Question - “Exclusion of jurisdiction of civil court shall not be readily inferred.” Discuss the
statement.

Section 9 of the Code of Civil Procedure provides that a civil court has jurisdiction to try all suits of
civil nature unless their cognizance is either expressly or impliedly barred. A statute may bar the
jurisdiction of civil courts in respect of a particular matter either expressly or by necessary
implication. However, a statute ousting the jurisdiction of a civil court must be strictly interpreted.
In dealing with a question whether a civil court’s jurisdiction to entertain a suit is barred or not,
every presumption should be made in favour of the jurisdiction of a civil court. The exclusion of
jurisdiction of a civil court to entertain any suit of civil nature should not be readily inferred unless
such exclusion is either expressly provided by law or can be clearly implied.

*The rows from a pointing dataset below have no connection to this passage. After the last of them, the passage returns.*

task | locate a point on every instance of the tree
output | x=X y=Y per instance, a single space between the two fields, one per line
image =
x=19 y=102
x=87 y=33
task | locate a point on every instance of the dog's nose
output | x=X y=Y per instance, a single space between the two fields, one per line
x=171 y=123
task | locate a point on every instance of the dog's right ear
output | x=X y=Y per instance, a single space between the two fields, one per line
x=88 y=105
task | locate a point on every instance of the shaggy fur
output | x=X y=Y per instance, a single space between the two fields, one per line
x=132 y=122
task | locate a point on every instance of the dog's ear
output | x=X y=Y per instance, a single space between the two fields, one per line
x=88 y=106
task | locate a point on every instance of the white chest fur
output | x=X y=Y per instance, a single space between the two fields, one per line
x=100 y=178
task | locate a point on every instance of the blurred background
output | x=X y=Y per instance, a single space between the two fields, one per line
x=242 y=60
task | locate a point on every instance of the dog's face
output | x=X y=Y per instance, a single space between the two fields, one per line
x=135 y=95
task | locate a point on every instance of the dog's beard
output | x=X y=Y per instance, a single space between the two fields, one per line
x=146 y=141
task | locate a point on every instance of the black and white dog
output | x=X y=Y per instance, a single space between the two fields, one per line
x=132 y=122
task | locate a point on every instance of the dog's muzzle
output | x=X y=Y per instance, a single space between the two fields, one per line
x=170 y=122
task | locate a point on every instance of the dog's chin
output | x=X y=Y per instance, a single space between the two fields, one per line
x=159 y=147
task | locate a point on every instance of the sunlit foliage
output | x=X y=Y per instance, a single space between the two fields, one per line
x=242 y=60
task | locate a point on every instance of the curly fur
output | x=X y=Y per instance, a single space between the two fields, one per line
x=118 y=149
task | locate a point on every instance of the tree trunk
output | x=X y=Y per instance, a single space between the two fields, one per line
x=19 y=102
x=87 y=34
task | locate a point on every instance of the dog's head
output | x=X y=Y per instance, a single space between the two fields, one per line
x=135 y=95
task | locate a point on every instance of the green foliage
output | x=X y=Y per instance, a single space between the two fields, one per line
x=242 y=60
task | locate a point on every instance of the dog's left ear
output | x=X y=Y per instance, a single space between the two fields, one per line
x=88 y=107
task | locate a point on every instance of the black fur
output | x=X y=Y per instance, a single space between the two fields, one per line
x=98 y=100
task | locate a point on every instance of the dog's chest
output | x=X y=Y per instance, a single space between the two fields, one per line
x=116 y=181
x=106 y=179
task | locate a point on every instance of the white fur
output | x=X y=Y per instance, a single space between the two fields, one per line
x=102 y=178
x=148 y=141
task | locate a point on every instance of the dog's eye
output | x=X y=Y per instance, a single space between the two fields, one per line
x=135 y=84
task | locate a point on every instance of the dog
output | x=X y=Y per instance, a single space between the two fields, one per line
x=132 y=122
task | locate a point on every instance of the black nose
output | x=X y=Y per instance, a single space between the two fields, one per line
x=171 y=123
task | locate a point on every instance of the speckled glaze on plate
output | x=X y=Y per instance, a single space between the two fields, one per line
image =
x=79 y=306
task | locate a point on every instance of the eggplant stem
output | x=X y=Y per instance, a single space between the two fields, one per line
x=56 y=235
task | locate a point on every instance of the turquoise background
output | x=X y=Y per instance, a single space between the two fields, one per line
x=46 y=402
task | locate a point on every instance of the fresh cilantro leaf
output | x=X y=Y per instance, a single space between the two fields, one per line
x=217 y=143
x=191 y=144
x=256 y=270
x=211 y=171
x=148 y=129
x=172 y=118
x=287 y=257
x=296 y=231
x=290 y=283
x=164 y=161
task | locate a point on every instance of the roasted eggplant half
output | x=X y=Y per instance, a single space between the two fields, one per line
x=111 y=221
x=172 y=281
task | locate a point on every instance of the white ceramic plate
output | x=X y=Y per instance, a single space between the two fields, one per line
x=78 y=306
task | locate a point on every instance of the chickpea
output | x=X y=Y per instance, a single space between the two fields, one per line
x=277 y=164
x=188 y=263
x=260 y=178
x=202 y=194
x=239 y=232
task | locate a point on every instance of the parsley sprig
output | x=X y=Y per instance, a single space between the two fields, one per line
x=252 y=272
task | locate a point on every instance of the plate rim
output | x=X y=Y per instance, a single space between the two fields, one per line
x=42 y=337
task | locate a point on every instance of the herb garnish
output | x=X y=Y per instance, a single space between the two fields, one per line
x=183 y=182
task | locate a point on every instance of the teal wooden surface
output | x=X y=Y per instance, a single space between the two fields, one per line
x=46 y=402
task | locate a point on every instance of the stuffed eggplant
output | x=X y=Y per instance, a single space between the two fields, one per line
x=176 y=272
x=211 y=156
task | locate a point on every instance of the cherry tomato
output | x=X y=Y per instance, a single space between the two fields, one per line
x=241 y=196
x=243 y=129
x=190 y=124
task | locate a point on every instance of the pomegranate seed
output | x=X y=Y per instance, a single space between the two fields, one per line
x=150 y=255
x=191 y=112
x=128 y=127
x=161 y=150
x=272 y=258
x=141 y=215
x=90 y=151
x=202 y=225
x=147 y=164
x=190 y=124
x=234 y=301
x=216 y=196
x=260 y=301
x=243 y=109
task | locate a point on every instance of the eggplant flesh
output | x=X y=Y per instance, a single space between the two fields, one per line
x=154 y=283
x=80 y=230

The burden of proof
that the Court has no jurisdiction to try a particular suit is on the party who asserts it.

In the case of Dhulabhai v. State of Madhya Pradesh (1969), the Supreme Court laid down the
following principles relating to the exclusion of jurisdiction of civil courts –

(1) Where the statute gives finality to the orders of the special tribunals the Civil Court's jurisdiction
must be held to be excluded if there is adequate remedy to do what the Civil Courts would normally
do in a suit. Such provision, however, does not exclude those cases where the provisions of the
particular Act have not been complied with or the statutory tribunal has not acted in conformity
with the fundamental principles of judicial procedure.

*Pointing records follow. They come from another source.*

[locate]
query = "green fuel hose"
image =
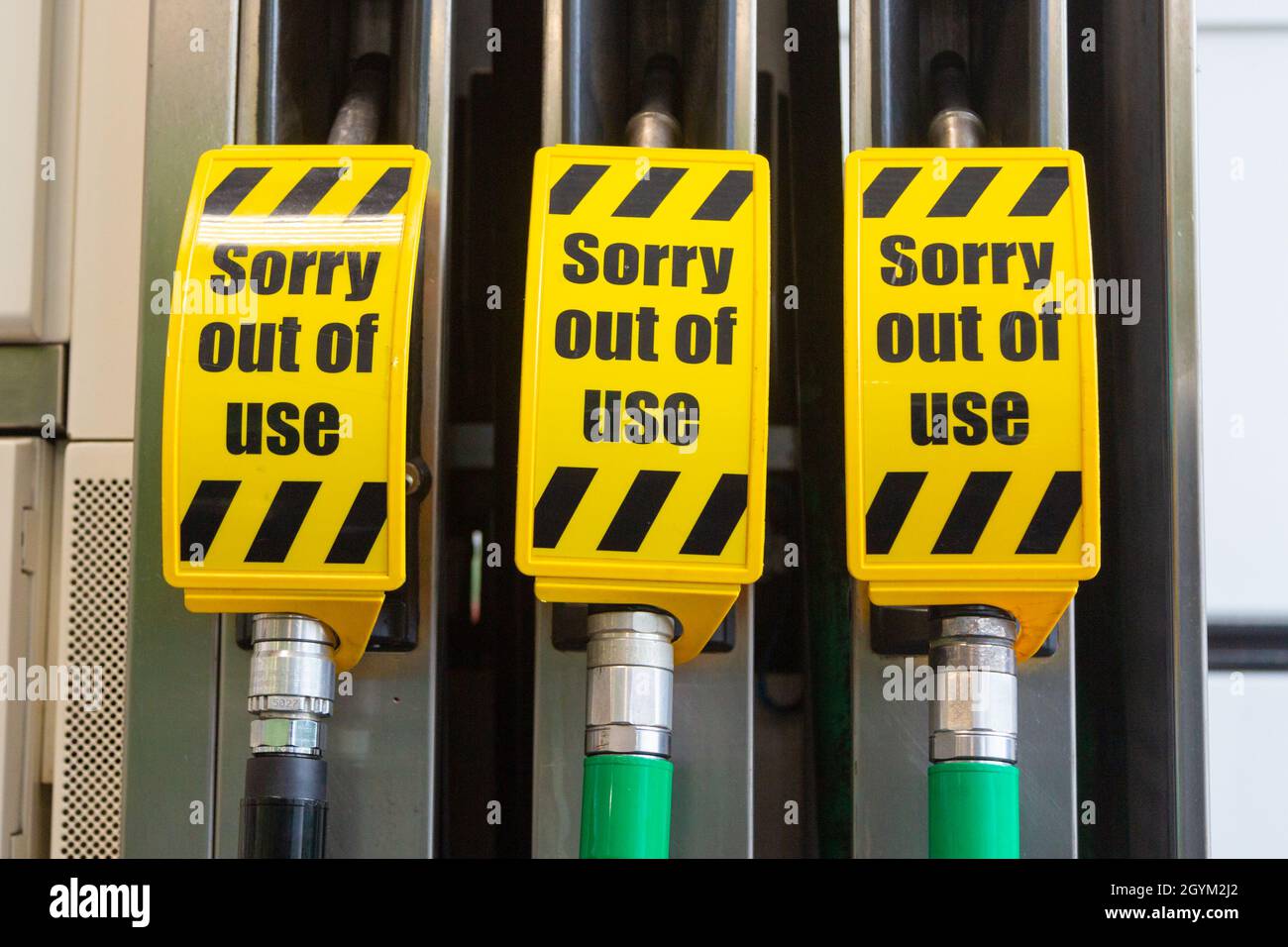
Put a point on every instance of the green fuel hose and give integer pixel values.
(974, 810)
(626, 806)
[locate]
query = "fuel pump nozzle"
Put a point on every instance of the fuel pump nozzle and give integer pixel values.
(291, 694)
(974, 783)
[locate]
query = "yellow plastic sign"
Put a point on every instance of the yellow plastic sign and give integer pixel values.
(644, 407)
(970, 368)
(283, 451)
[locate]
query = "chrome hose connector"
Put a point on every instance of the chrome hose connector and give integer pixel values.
(975, 710)
(629, 684)
(291, 684)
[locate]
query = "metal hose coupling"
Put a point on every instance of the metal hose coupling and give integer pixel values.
(974, 714)
(629, 684)
(291, 684)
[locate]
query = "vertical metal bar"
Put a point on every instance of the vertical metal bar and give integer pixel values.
(170, 715)
(1188, 639)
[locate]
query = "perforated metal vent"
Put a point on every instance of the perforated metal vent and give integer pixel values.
(95, 532)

(2) Where there is an express bar of jurisdiction of a court, an examination of the scheme of a
particular Act to find the adequacy or sufficiency of the remedies provided may be relevant but this
is not decisive for sustaining the jurisdiction of a civil court.

(3) Where there is no express exclusion, the examination of the remedies and the scheme of a
particular Act to find out the intendment becomes necessary and the result of the inquiry may be
decisive. In the latter case, it is necessary to see if the statute creates a special right or a liability and
provides for the determination of the right or liability and further lays down that all questions about
the said right and liability shall be determined by tribunals so constituted, and whether remedies
normally associated with actions in civil courts are prescribed by the said statute or not.
(4) A challenge to the provisions of a particular Act as ultra vires cannot be brought before tribunals
constituted under that Act. Even the High Court cannot go into that question on a revision or
reference from decisions of tribunals.

(5) When a provision is already declared unconstitutional or the constitutionality of any provisions
is to be challenged, a suit is open. A writ of certiorari may include a direction for refund if the claim
is clearly within the time prescribed by the limitation act but it is not a compulsory remedy to
replace a suit.

(6) Where a particular Act contains no machinery for refund of tax collected in excess of
constitutional limits or illegally collected tax, a suit will lie in a civil court.

(7) An exclusion of jurisdiction of a civil court is not to be readily inferred.